Urteil des SozG Würzburg vom 30.04.2008

SozG Würzburg: telefon, versorgung, hörgerät, gebrauchsgegenstand, form, behinderung, verbreitung, verordnung, verfügung, krankenversicherung

Sozialgericht Würzburg
Urteil vom 30.04.2008 (nicht rechtskräftig)
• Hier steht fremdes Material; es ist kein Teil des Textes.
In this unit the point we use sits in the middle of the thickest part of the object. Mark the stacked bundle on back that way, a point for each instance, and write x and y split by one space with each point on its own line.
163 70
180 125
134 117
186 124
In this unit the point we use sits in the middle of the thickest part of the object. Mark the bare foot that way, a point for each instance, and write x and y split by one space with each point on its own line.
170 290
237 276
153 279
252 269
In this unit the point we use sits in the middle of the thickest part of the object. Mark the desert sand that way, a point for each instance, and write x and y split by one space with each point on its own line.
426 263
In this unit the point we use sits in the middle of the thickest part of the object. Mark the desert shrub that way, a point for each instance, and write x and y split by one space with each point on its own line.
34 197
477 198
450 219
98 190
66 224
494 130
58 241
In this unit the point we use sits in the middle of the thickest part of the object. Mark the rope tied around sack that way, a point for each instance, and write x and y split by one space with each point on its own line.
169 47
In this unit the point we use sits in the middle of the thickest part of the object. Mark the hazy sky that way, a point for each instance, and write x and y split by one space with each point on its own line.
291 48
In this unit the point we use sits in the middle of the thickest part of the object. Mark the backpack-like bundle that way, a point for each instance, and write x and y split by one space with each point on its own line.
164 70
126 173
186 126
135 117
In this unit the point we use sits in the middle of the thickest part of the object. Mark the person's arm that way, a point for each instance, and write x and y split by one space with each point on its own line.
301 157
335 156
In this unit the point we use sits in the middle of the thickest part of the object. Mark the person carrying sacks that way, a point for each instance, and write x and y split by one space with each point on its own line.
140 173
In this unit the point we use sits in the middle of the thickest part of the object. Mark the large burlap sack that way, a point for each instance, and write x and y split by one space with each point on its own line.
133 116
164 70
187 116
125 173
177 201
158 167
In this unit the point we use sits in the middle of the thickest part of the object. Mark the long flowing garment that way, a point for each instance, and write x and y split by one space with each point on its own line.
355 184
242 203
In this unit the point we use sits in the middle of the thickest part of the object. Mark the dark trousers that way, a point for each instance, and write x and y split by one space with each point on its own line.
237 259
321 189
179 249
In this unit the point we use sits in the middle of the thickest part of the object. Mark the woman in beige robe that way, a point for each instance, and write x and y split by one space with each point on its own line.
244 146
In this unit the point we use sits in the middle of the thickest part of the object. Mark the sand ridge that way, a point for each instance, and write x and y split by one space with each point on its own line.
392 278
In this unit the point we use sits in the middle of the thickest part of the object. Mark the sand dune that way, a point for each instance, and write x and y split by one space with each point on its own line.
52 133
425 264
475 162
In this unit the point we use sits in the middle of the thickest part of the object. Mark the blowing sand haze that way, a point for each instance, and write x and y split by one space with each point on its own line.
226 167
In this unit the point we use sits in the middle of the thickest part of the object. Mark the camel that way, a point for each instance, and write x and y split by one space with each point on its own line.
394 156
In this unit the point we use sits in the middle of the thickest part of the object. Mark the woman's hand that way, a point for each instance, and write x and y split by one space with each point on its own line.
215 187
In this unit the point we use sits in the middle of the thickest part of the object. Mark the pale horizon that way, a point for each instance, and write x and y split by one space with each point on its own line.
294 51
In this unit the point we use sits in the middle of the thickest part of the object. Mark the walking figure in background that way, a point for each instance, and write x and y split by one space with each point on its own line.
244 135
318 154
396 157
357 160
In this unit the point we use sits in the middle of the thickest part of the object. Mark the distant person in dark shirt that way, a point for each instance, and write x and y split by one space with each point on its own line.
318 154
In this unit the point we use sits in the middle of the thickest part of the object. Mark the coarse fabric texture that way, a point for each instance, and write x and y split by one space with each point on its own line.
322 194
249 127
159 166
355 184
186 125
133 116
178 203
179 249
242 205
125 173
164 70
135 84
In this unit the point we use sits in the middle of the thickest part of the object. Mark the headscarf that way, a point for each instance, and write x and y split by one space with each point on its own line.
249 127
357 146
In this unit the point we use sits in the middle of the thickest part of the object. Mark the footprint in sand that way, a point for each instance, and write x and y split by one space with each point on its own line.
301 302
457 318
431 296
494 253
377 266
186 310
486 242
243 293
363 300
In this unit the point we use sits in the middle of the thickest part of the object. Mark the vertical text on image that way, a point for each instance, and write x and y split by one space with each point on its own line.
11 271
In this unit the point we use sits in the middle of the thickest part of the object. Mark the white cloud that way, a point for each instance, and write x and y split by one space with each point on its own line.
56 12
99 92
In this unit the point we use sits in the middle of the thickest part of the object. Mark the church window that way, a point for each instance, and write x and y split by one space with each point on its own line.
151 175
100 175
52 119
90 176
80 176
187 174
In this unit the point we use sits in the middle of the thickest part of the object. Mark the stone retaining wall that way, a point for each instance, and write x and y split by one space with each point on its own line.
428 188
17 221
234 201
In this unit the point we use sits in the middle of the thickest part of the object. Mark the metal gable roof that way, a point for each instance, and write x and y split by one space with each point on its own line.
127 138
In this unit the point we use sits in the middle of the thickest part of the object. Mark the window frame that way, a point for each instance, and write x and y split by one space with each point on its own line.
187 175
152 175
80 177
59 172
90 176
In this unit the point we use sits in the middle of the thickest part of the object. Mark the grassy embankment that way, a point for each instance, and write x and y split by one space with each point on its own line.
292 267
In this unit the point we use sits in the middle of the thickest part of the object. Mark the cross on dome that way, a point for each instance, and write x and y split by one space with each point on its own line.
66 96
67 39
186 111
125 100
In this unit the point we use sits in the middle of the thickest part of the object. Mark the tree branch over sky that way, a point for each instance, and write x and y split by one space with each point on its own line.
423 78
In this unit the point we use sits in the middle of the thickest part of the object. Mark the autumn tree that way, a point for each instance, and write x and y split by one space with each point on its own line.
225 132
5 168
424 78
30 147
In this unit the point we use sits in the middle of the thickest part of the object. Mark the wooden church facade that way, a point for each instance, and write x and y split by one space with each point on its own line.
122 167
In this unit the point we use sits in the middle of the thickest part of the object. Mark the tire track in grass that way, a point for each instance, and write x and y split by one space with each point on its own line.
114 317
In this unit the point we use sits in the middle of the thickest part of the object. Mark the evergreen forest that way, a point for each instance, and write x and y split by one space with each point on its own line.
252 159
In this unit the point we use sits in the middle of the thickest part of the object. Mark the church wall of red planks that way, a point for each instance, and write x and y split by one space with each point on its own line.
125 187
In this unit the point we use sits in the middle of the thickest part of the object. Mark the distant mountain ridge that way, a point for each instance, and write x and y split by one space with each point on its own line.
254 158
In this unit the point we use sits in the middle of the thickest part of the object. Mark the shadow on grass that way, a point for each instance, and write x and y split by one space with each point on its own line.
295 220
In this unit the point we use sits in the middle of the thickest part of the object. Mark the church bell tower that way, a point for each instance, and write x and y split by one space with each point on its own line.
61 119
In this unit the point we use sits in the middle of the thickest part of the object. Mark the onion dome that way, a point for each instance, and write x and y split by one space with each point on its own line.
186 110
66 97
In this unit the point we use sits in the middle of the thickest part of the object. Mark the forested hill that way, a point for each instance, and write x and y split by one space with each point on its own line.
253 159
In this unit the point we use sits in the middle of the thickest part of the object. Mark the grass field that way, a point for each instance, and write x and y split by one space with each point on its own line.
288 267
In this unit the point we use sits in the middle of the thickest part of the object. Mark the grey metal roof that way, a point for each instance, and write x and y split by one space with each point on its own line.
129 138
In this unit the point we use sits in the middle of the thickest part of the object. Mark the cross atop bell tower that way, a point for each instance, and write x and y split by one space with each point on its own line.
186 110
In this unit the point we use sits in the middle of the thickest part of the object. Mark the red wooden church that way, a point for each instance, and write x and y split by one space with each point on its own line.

Sozialgericht Würzburg S 4 KR 393/07
I. Die Klage wird abgewiesen. II. Außergerichtliche Kosten sind nicht zu erstatten. III. Die Berufung wird nicht
zugelassen.
Tatbestand:
Zwischen den Beteiligten ist streitig, ob die Beklagte die Kosten eines Telefons für Hörgeschädigte für die Klägerin zu
übernehmen hat.
Die 1931 geborene Klägerin ist bei der Beklagten krankenversichert. Sie hat dort eine Verordnung der HNO-
Gemeinschaftspraxis Dr. B. und Dr. R. vom 29.03.2006 für ein Spezialtelefon für Hörgeschädigte eingereicht.
Beigefügt war eine Kostenaufstellung der Firma J. & G. für ein "Humantechnik flashtel telefon" im Preis von 183 Euro.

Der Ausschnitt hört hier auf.